March 2010 (Australia)
Gravel is Peter Goldsworthy’s new collection of short stories – amusing and moving – covering a range of predominantly white middle-class characters in conflict with their own egos. But there are also stories exploring erotic awakening (something Goldsworthy did well in Everything I Knew) and others where the drama is suspenseful, sad and intense. The amusing stories, though, are so memorable. What would you do if a stalker was secretly and gently stroking your ego? What if you were a teenage woman who genuinely fell for an older man? What if you were a happily partnered woman who welcomed the flirtatious attentions of a female shop assistant?
Goldsworthy’s excellent earlier collected works, The List of All Answers, is one of my favourite books, and I found Gravel to be a rewarding, entertaining read. I was happy that Goldsworthy agreed to answer a few questions for LiteraryMinded. Enjoy.

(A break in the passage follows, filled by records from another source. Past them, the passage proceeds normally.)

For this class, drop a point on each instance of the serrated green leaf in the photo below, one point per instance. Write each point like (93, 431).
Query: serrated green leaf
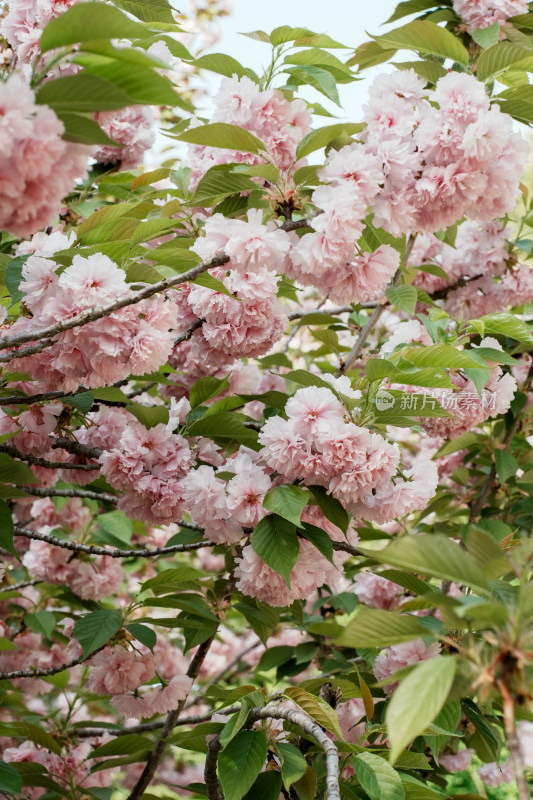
(80, 23)
(206, 388)
(320, 79)
(418, 700)
(286, 501)
(143, 634)
(240, 763)
(433, 555)
(316, 708)
(276, 543)
(317, 139)
(215, 186)
(94, 630)
(293, 764)
(379, 780)
(404, 297)
(373, 627)
(10, 780)
(425, 37)
(221, 134)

If you met someone unfamiliar with your work, and they asked about what you do, where would you start? Novels? Plays? Opera? Short stories? Poetry?
I’m just a writer. All these forms have their own different freedoms and constraints. Each offers something to the others. I learn about the power of narrative structure from film and theatre; from poetry I found a way of writing the dense, resonant and economical prose I like best. The clarity and simplicity of songs helps poetry. In writing novels I learn about character. So there are always lessons to learn and take across the boundaries.
Gravel features some very amusing stories where characters are in conflict with themselves due to the unsolicited attentions of others (‘Mirror, Mirror’, ‘The Fourth Tenor’, ‘Get a Life’). Why is this a topic of fascination for you?
I enjoy seeing people – especially the pious, and self-righteous – hoisted on their own petards. That includes me in my most pious moments, as painful as it has often been. I like stories that tell us about ourselves, even if we don’t want to hear what they say at first; stories that speak to our hearts even before we understand them with our heads – or that we resist with our heads, even as they fuck with them.
Many of your stories had me asking, as a reader, ‘what would I do?’ Such as, ‘what would I do if I feel for the person I babysat for?’ or ‘what would I do if I had to choose between the farm and my old dog?’ Is this often how the stories come to you?
Well – I guess those emotional trajectories we have all lived, even if on a smaller scale, or in parallel situations. There aren’t many new stories in the world; maybe ‘Shooting the Dog’ is one.
You’re skilled at capturing that moment of erotic awakening, in ‘The Nun’s Story’, and also in Everything I Knew. It’s the kind of topic that draws the reader in through memory, the senses and the imagination. Is the best kind of art, for you, something that stirs the intellect, emotions and physical body all at once?
Exactly. Too much literary fiction is pure confection – all head; too much popular fiction is cheap emotions – all heart. There are great exceptions; there is nothing human – nothing of the heart – in Borges’ best stories, and they are wonderful. But he knew to keep them short; he would never risk boring us with a novel. I want – unhumbly – to speak to all the organs at once. I’ve often written about this – as essay called the Biology of Literature, for one – how writing can make us weep and laugh of course, but can make the goosebumps rise (Robert Graves’ test of great poetry), or make our hairs stand up on end, or fill us with awe, or stop us sleeping for days.
Which story in Gravel was the most difficult to write, and why?
Hard to say. They are always a mixture of pain and pleasure. ‘Sometimes pus, sometimes a poem – but always pain’, the poet Yehudi Amichai wrote. ‘Shooting the Dog’, perhaps – a story that was given to me by my wife Lisa, from her days as a young teacher in the bush. Or the last one, on the love between a middle-aged man and a school girl.
You’ve produced quality work consistently for many years now. Can you tell us a bit about your writing practice? How do you know what form an idea will take? Do you draft a story quickly? What is the best thing about writing?
I write each morning starting about nine. I practice medicine each afternoon starting about two. It’s a perfect balance; they are complementary in many ways. Ideas eventually find their ideal form, although sometimes they try out another form first. I keep a log of story ideas as they come to me, but they generally need to wait for their time, till they are ready, or for some other ingredient, or missing piece of their puzzle. The unconscious usually connects these over time.
Have you discovered many of the newer Australian short fiction writers, such as Patrick Cullen, Tom Cho, Steven Amsterdam, Cate Kennedy or Paddy O’Reilly?
I’ve been enjoying the work of Kennedy and O’Reilly for many years; the others more recently. I was pleased – even ift was at the expense of a novel of mine – that Nam Le’s stories won the PM’s literary award last year. The short story is, after all, our strongest form historically, and I suspect – along with poetry – it still is. If not the most perfect, it’s certainly the most perfectible.
What is escape or relaxation for you – someone with an obviously active, creative mind?
The usual. Family, friends, food, films, football, and one or two other things that start with f.